Hi hed.robin,
First let's clear out something: I guess you are using RNASeq reads to quantify gene expression, am I right? If not, please specify which reads you are using and for which purpose.
I have a set of gene sequences. And some sets of reads.
Second: your "set of genes" is a multifasta containing all the gene sequences, or the transcript sequences? This changes things.
So what do you do to check if a gene is really there?
If you want to check gene expression, aligning reads against the transcript sequences or against the reference genome will generate a BAM file (or PSL if you use old programs) that you can then sort by genomic coordinate and give to a quantification algorithm (for example, HTSeq or Cufflinks). These programs count how many reads map on the gene region which is a first number that tells you if the gene is expressed (I guess you mean expressed when you say "in there").
We use read_count /(gene_length*number_of_reads_in_sample)
This sounds fair enough to me as a normalization rule. Bioinformatics is a dirty science in this context, you can always have situations like the one you described, but you have to look for the big picture.
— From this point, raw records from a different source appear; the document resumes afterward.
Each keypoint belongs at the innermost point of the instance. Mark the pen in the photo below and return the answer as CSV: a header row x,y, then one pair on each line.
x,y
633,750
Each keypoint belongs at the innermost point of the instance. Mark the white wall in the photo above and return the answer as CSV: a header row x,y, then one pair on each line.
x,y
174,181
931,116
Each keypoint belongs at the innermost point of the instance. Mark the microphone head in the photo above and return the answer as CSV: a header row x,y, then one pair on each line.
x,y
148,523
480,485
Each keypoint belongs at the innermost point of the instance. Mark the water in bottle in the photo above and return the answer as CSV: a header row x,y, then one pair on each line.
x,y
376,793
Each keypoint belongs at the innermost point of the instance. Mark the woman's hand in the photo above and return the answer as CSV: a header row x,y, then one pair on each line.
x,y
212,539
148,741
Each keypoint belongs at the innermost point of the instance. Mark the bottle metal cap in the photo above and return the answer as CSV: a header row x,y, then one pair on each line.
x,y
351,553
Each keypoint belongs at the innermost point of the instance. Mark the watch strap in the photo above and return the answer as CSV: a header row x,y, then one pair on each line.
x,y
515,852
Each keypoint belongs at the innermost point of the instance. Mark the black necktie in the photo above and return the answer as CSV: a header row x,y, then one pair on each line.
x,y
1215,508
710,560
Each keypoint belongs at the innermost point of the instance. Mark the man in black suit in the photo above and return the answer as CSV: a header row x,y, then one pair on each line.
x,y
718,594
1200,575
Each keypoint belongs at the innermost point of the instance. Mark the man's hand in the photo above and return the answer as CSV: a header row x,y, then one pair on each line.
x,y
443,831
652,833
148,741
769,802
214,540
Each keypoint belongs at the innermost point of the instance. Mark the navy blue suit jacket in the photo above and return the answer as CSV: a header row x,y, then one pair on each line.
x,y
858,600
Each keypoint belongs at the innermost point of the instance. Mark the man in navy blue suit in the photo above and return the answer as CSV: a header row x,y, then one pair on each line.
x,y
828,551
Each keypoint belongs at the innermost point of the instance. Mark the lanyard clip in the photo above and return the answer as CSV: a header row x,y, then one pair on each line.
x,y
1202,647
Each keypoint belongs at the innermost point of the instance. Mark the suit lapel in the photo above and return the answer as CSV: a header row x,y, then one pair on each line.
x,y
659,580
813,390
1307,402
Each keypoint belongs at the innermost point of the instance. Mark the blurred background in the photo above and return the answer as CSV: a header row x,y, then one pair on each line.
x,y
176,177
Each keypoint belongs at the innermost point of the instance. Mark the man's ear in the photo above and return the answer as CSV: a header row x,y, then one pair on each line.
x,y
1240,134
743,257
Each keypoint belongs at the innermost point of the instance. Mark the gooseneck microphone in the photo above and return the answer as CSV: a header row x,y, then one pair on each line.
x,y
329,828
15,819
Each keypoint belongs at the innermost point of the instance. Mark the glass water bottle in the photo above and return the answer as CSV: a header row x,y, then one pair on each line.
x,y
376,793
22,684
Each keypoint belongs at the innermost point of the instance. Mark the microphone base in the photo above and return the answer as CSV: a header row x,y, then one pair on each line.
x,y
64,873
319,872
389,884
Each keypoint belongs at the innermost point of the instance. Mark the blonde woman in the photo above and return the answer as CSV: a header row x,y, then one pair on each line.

If you want to understand better why people use these normalization calculations, here is a very good article imho:
http://www.rna-seqblog.com/rpkm-fpkm-and-tpm-clearly-explained/
for some reason the reads might only map on a certain region of a gene
My PhD project is forcing me to deal with this problem. If you know which genes might show this behaviour, I strongly recommend you to do a couple of things: either running cuffdiff providing a GFF3 list of exons as "genes" (I know it's against "the rules", but works) and see for the genes you are interested in, if the expression is only on one exon and not on all the gene. Another way is to use JBrowse ( http://jbrowse.org/ ) to graphically assess where your reads map. You can easily install it in your /var/www directory and load tracks. But maybe try the first one before, it's quick and dirty but gives you an idea.
No, it is not RNAseq, it is DNA, so I guess it is sorta like lights off and on.